In a press conference earlier today Google announced a bold and ambitious plan to automatically add computer generated captioning to all English videos on Youtube. Capitalizing on more than a decade of expertise gained during the creation of services such as the Google Translation Engine and Google Voice, the web giant will leverage its powerful computing infrastructure to automatically convert English speech into text across virtually every video in its archive. The announcement from Google represents a landmark moment in the field of automated speech translation. It is also a much welcome boon to deaf and hearing impaired people across the world. What’s more, the automatic translation of millions of hours of speech laden video into text represents a big boost to the field of information and search. Millions of hours of speech will now be accessible to search engines. Google’s translation initiative portends a fast approaching world where all speech, whether it be in videos, phone conversations, or plain old human to human conversations will be automatically converted into text and made searchable for anyone, speaking any language, in the world. Be sure to watch the video after the break that explains most of what you want to know about Google’s video caption service.

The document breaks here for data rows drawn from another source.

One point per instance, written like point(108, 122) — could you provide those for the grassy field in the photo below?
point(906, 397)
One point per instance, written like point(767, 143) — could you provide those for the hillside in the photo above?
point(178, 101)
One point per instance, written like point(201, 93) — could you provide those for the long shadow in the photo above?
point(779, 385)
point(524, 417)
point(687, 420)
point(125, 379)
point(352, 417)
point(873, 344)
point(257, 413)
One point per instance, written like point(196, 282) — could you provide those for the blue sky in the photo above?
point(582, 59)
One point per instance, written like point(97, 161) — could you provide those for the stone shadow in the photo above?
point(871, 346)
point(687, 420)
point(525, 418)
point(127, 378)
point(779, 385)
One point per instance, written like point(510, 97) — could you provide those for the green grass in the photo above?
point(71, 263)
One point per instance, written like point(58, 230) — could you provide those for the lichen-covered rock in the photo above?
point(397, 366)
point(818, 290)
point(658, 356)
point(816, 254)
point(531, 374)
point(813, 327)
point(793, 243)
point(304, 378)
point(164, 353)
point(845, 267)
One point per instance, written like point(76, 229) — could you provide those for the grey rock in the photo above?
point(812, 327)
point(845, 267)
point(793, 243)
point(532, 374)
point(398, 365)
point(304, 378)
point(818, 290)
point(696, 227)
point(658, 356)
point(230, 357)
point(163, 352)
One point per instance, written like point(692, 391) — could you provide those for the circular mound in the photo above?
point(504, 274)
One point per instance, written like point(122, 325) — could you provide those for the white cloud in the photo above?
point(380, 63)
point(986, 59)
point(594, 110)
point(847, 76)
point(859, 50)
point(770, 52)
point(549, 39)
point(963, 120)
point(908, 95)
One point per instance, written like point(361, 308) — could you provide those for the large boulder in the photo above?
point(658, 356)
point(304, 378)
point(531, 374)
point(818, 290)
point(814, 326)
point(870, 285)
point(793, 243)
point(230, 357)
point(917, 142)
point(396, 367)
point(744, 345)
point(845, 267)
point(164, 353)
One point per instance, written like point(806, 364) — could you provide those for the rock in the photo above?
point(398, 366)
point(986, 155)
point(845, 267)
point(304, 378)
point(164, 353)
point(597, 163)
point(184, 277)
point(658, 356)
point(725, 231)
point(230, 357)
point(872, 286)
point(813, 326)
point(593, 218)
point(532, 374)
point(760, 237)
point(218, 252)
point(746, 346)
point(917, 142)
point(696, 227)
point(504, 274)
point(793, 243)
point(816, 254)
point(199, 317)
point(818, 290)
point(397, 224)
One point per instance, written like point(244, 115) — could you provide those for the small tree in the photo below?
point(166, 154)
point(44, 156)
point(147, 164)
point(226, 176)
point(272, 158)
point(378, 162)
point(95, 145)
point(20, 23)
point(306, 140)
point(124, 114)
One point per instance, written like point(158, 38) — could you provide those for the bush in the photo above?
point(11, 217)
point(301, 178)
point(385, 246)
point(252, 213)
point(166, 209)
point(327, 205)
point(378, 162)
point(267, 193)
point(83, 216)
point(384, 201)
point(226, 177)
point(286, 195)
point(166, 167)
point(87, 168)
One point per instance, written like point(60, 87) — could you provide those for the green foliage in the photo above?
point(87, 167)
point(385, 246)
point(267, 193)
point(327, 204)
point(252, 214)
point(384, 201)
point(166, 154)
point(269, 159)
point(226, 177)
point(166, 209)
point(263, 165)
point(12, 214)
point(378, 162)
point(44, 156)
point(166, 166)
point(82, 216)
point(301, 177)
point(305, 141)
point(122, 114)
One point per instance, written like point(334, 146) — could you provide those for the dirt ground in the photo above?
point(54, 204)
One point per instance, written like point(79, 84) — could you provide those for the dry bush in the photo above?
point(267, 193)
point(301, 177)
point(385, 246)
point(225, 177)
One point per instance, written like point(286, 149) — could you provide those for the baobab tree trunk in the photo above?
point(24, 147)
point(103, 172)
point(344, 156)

The importance of the announcement today is not really about the technology or the capability of speech to text translation, both of which have been inching into the mainstream for many years now. Indeed, Google has been converting speech to text in Youtube videos to limited partners at least as long ago as Nov 2009. The real news here is the enormous scale of the translation that will occur. Google indicates that nearly every single English video on Youtube will soon be translated into text captioning, and languages other than English will be sure to follow. Even though only English videos can be captioned, once those videos are captioned into English their captions can then be translated into roughly 50 different languages. Below is a short video from Google that clearly explains the basics of their captioning service:
When it comes to managing information, whether it be searching, sorting, or grouping, text is king. Search engines such as Google or Bing, question answering services like Wolfram Alpha, and pretty much any other major information management tool you can imagine are all built upon the ability to analyze text. Give them videos or images, and they don’t know what to do with them or how to understand them, save for the text meta data that accompanies them. Today’s captioning announcement from Google means that literally millions of hours of speech that has been trapped within the world’s videos will now be extracted and eventually made available for search engines and all other information tools to manipulate. It is not clear when or how these captions will be made openly available to other services, but hopefully they will be made available soon. As if the world wasn’t already awash in information, it looks like Google has just opened the floodgates for a whole lot more information to flow into our lives.
Of course, for the millions of deaf people around the world the captioning initiative from Google is an especially exciting development, opening the doors to the rich universe of Youtube content that has thus far been very difficult to access. In its presentation today Google gave ample time for hearing impaired and deaf advocates to explain how awesome this captioning service will be for them. The promo video below demonstrates that value:
Automated language translation, either in the form of speech to text translation or translation from one language to another, has been a big theme for us here at the Hub. We have seen tweets automatically converted into other languages, an entire social network that allows people using any language to converse, and smartphone apps that can translate your dictated speech. Although full fledged human level artificial intelligence, or strong ai, may still be a ways off, advances in language translation demonstrate how artificial intelligence to conquer specific subsets of human intelligence, or narrow ai, is blooming all around us.
Star Trek quality universal language translation isn’t quite here yet, but it is tantalizingly close. Even with current technology the translations are good enough for most of our needs. Over the last few months there have been several occasions in which I was easily able to communicate with an individual over Facebook in a foreign language by passing our conversation through Google’s language translation engine. Ten to twenty years from now automatic translation will be really, really good, and language may completely cease to be a barrier to human communication. Spoken words and written words will seamlessly be converted from one language to another language in real time as we converse with each other in person or over the phone, engage in video chats with each other, write to each other, and – yes – even watch videos on Youtube.
*Disclosure – Keith Kleiner is a former employee of Google, Inc.